Stair Calculator
Enter the total rise of your staircase and the step height you want — the calculator returns the number of steps and the exact riser height that keeps every step equal.
Steps and height at once
Enter the total rise and your target step height and the calculator returns the whole number of steps and the actual riser height together.
Aim for 17–19 cm
Comfortable stairs use risers of roughly 17–19 cm; rounding to whole steps keeps every riser identical, which is what matters most for safety.
What does a stair calculator do?
From total rise to equal steps
A stair calculator turns the height a staircase must climb into a clean, buildable layout. You measure the total rise — the vertical distance from one finished floor to the next — and choose the step height you would like each riser to be. Because you cannot build a fraction of a step, the calculator divides the rise by your target height and rounds to the nearest whole number of steps, then shares the rise evenly across them so every riser comes out exactly the same.
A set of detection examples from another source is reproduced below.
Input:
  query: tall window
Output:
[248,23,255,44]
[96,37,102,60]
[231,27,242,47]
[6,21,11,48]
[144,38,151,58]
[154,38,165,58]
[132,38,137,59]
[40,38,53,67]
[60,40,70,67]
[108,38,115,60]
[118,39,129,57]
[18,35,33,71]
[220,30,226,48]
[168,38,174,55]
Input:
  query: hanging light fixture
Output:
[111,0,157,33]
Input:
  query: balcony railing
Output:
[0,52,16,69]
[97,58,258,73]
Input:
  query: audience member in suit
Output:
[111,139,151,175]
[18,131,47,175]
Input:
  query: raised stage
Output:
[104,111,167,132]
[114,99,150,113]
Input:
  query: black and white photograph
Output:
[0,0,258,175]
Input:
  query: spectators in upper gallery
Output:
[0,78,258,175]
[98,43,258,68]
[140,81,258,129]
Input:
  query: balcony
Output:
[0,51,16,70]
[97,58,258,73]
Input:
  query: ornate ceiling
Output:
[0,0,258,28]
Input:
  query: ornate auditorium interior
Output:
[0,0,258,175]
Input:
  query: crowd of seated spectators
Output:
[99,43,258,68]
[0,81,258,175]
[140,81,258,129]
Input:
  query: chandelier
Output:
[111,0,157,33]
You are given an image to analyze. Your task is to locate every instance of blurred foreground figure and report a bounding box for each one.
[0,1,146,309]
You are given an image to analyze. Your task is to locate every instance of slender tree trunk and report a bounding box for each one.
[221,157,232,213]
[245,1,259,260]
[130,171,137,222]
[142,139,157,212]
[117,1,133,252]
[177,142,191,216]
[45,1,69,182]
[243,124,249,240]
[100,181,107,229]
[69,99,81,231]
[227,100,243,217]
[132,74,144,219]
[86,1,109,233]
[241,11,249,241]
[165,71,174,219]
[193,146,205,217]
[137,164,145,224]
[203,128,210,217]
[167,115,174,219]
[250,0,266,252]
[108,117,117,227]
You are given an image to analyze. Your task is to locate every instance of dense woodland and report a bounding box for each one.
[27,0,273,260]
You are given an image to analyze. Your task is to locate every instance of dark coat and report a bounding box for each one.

That equal-riser result is the number that decides whether a flight feels comfortable underfoot or becomes a trip hazard.
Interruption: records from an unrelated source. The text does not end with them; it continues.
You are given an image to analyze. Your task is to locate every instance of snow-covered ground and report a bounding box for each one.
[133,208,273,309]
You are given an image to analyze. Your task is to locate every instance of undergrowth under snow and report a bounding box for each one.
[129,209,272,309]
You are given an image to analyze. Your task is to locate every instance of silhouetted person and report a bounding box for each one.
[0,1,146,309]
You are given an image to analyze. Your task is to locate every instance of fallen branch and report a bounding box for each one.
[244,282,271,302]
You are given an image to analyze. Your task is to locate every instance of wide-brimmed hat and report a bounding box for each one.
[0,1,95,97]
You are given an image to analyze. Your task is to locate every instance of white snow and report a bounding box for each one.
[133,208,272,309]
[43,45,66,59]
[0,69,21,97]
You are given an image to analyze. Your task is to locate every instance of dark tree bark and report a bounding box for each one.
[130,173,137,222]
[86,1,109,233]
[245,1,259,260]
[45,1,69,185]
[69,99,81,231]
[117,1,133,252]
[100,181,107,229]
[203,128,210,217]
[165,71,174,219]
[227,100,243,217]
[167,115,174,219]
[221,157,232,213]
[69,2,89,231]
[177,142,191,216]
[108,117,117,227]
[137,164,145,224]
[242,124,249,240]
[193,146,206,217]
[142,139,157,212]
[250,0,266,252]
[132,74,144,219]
Enter the total rise in centimetres and a target step height, and the calculator returns the number of steps and the exact equal riser height instantly.
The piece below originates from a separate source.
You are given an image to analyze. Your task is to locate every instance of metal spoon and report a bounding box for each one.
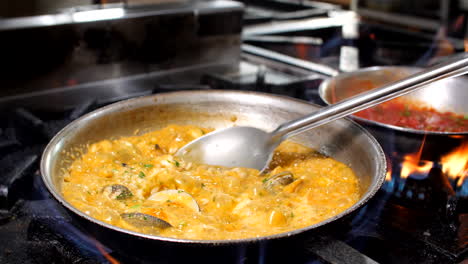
[176,53,468,171]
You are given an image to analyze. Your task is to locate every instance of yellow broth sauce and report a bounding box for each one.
[62,125,360,240]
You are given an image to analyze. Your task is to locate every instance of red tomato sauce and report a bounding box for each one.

The number of steps is the total rise divided by your target step height, rounded to a whole number, and the actual step height is the rise divided by that step count.
steps = round(rise ÷ target height)You cannot build 15.56 steps, so the count rounds to 16. Dividing the 280 cm rise by 16 gives an actual riser of 17.5 cm — close to your 18 cm target and identical for every step. Rounding the count down would instead give taller steps, while rounding up gives shorter ones; either way, splitting the rise evenly is what keeps the flight regular.
Suppose your floor-to-floor height is 280 cm and you would like steps of about 18 cm.
Divide the rise by the target
280 ÷ 18 = 15.56 — the ideal but impossible number of steps.
Round to whole steps
round(15.56) = 16 — you can only build a whole number of steps.
Split the rise evenly
280 ÷ 16 = 17.5 cm — the actual riser height, identical for every step.
The two outputs work together. The number of steps (16 in the example) tells you how many treads to build, and the actual step height (17.5 cm) tells you exactly how tall each riser must be. The key idea is that rounding the step count forces a small adjustment to the height: because 16 steps fit the 280 cm rise better than the 15.56 the target implied, each riser shrinks slightly from 18 cm to 17.5 cm. That trade is worth it, because every step ending up the same height is what makes a staircase feel safe — an uneven riser, even by a centimetre, is the single most common cause of stair stumbles. A comfortable range for most homes is roughly 17–19 cm per riser; if your actual step height lands far outside that, adjust the target height and recalculate until the equal riser sits in a comfortable band.
The math is exact, but a real staircase has more to it than the riser height alone.
Riser only — check your local building code
This calculator sizes the riser height and step count only; it does not size the tread depth (the going), the overall run, or the headroom, all of which a full staircase design needs. Step dimensions are also regulated: building codes set limits on minimum and maximum riser heights and on the relationship between riser and tread. Treat the result as a planning starting point and confirm the final dimensions against the building code that applies where you live before you cut any timber.